I gave her all that I had in my wallet, and in my heart. No, I was not deceived. She did not emotionally and physically trick me into doing anything. It really hurts when two people are equally deep in something, but that something just can't seem to work out. It's kind of like lighting something on fire, expecting a bright, hot flame to appear before you but instead, you got this...this little source of light and heat. Although it's too bright to be missed, its too minute, too insignificant to be anything else. So, it kind of just stays there. And you wonder, will it ever die out?
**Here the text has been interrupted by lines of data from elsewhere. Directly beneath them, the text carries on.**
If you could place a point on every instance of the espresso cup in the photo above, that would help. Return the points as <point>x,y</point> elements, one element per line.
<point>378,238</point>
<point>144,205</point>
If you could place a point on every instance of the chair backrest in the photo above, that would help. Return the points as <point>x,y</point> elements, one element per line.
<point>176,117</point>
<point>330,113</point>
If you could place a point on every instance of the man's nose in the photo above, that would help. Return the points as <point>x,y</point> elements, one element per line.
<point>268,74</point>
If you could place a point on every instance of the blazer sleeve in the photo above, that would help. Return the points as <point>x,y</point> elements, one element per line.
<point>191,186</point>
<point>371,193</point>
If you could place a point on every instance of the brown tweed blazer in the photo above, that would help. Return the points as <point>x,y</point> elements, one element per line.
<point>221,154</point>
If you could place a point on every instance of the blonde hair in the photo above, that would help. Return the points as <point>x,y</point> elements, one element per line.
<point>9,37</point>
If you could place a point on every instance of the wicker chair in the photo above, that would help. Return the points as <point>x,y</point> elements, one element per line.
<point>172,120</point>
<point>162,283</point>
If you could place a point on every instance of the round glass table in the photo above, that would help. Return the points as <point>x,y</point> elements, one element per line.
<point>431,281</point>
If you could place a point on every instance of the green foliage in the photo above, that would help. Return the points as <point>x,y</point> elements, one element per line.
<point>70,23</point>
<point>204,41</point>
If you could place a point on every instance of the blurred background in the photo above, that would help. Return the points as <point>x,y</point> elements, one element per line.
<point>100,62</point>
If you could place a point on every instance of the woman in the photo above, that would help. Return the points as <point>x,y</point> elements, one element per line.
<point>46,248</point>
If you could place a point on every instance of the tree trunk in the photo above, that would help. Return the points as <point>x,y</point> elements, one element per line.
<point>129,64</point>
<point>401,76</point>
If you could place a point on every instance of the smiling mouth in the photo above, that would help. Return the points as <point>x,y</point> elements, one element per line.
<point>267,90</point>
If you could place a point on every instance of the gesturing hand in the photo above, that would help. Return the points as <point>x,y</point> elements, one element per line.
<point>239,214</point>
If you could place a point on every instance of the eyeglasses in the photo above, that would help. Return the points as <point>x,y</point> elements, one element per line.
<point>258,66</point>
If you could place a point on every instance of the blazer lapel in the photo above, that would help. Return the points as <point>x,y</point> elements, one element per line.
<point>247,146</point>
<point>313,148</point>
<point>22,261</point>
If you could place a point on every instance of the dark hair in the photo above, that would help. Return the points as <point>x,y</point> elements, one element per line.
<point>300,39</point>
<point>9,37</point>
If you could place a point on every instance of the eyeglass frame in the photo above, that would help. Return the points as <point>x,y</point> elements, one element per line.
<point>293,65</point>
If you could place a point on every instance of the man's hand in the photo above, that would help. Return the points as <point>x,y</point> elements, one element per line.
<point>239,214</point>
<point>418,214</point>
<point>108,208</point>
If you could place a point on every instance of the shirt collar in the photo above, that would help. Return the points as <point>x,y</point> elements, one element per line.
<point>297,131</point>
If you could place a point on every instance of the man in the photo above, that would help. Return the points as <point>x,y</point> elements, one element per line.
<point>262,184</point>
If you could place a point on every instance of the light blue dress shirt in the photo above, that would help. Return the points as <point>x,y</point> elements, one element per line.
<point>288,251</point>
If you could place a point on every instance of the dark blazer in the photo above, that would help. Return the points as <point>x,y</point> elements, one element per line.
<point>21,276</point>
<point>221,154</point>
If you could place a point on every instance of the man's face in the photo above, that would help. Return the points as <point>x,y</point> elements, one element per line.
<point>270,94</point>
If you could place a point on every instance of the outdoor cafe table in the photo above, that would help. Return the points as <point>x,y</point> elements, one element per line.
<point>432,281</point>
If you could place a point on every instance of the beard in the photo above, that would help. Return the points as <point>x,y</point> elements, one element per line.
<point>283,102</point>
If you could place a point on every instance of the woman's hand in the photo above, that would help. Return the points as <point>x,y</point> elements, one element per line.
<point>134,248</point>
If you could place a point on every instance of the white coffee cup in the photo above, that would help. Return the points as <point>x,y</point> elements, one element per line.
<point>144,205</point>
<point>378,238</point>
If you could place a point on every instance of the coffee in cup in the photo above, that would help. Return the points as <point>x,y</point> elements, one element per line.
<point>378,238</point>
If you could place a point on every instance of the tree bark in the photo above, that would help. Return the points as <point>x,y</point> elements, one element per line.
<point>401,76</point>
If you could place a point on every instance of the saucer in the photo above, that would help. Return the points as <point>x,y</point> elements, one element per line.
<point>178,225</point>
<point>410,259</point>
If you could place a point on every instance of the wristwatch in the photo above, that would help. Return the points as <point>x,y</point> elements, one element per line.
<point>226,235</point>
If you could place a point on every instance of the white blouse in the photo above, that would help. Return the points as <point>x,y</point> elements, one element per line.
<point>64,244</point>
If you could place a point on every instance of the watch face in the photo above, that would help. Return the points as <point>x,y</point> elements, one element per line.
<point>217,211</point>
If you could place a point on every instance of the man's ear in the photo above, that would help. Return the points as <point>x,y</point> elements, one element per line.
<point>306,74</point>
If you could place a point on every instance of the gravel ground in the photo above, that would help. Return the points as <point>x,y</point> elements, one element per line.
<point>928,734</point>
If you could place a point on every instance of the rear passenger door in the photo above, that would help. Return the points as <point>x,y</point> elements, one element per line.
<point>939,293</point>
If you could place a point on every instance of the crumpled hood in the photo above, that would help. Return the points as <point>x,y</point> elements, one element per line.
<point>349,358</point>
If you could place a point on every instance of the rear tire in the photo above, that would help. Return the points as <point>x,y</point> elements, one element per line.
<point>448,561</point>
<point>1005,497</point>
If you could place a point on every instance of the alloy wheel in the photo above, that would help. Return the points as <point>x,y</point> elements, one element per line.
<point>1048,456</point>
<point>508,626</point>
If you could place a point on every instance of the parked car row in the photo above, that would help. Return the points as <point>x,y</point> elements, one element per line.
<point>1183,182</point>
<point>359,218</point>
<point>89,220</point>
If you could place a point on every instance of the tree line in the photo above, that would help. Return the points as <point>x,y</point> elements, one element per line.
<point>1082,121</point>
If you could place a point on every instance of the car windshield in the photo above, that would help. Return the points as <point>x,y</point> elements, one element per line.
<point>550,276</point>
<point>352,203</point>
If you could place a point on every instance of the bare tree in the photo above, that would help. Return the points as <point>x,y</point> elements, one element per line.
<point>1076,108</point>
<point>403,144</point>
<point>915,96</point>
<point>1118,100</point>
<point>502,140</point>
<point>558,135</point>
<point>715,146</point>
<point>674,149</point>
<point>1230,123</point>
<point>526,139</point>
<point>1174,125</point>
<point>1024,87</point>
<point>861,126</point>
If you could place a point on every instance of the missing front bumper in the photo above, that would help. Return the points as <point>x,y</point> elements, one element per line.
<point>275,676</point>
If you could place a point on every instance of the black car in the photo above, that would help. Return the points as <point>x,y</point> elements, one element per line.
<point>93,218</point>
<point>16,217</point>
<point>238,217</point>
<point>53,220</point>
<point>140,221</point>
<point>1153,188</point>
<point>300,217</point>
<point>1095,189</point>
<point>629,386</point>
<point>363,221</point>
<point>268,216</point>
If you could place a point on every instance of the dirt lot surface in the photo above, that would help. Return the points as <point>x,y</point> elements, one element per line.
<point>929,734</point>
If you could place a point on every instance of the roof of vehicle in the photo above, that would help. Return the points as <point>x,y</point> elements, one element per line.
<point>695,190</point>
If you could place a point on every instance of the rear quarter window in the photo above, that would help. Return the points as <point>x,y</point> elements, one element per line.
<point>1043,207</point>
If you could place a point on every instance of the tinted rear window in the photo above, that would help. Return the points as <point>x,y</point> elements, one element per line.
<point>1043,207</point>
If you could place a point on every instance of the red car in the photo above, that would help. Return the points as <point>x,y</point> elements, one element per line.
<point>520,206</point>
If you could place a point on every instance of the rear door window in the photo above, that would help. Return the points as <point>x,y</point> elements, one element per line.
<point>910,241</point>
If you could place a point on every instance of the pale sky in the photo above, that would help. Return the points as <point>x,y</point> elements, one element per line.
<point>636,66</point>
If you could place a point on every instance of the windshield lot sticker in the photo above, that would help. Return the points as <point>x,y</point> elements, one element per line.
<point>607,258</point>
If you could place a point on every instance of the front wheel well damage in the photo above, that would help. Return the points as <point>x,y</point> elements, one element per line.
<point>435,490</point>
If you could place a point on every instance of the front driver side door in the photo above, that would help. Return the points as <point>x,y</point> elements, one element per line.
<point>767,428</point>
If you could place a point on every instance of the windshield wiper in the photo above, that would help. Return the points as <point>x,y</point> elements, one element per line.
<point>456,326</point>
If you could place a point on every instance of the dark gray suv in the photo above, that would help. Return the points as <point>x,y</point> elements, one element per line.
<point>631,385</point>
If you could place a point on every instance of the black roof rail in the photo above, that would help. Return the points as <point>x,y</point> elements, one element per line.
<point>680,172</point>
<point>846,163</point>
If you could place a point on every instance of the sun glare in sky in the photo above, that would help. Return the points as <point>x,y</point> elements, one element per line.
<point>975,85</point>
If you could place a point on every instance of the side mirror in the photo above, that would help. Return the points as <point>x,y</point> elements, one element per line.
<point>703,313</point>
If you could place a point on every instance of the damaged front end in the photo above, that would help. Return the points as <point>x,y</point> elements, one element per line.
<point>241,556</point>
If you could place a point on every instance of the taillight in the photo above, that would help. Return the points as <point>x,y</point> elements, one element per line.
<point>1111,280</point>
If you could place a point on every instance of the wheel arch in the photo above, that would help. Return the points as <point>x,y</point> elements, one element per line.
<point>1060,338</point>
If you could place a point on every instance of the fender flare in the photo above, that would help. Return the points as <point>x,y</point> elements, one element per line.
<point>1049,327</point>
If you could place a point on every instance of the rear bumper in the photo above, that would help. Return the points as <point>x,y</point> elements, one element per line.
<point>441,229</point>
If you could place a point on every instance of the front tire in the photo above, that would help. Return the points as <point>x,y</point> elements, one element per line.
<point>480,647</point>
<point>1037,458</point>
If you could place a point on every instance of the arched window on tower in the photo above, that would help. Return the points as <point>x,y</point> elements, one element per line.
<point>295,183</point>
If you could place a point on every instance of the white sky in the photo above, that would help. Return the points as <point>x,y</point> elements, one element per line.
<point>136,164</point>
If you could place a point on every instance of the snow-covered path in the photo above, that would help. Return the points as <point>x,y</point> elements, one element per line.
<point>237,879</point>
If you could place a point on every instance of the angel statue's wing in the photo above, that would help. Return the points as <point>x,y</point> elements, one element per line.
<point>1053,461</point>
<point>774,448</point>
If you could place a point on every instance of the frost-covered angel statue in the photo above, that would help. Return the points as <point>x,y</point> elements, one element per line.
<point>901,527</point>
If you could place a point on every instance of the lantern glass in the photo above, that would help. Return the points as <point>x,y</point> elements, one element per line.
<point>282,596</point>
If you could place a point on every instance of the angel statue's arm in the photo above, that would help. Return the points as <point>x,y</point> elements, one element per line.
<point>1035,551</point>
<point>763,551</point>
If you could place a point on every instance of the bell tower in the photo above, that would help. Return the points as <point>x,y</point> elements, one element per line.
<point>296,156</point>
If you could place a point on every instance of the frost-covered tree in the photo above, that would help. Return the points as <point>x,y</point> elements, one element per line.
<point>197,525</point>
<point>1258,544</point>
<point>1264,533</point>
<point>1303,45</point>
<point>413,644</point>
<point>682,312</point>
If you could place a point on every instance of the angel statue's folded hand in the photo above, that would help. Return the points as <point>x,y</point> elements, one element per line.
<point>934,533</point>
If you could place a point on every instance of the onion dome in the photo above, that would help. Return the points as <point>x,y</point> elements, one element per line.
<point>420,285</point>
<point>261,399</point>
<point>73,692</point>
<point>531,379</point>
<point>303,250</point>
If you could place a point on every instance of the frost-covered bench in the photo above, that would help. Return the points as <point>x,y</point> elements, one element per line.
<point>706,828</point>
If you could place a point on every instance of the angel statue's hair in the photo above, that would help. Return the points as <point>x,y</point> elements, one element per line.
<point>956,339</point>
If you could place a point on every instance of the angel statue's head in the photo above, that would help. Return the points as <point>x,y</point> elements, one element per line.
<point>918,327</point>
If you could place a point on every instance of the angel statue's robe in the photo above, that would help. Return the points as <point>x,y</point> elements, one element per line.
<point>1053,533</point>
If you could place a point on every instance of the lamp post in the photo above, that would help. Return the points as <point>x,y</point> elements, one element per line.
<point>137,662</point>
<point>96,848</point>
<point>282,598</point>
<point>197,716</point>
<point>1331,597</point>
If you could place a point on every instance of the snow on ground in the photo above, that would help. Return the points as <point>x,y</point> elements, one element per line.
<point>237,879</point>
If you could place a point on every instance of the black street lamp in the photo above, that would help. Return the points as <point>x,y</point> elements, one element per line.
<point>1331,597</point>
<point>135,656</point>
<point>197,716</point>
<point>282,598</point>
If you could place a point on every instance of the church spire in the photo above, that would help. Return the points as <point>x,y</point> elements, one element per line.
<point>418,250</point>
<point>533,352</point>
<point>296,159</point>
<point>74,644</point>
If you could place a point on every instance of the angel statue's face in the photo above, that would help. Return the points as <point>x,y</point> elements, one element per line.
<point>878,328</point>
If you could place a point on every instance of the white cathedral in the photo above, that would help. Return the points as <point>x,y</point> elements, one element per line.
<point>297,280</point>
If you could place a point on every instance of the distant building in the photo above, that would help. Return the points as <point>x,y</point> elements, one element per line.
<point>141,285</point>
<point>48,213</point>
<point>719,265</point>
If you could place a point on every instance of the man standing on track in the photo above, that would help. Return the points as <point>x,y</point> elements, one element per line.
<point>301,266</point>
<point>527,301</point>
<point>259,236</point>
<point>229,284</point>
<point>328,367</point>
I wonder all the time. During the ups, during the downs. Every turn in our relationship, I would take a step back and think about where this would  take us. If  it would be taking us anywhere at all. If I were being completely honest with myself, I've dropped so far from where I was. Maybe she and I was never meant to be something good, something productive. Wait.

I take that back.

It is something good. Maybe not productive, it really is good. I enjoyed myself when I was allowed the opportunity to. The sad times I would say, are an exact equal to the happy times. As high I felt, as low I'd go. It's like everything is reflected back to me with an equal intensity. I don't really know what I'm saying, but I have nothing in my pockets, nothing in my stomach and nothing in my chest right now. And it's killing me. I'm not sure why I decided to go up to her and dropped all my money onto her desk and walked away like I was made of titanium. I'm not made of titanium. I'm made of paper. Easily written on, written off. Torn. When I walked out of that computer lab, I was as torn as I could possibly be in this life. I think that scene happened because I was trying to get a reaction out of her. I wanted to see what she'd do. What she'd do to me. I was the most excited and intrigued audience in a theater playing the film of my life. So pathetic.

Nothing happened. I gave away my money as easily as I gave away my heart. Funny though, because both things actually meant more to me that I ever dared to admit. But she must have known. She must have known that she mattered more than any of those things. She must have known that she mattered the most.

Doesn't matter. I'm not good enough for love. I can't be. And at this point, I don't really want to be.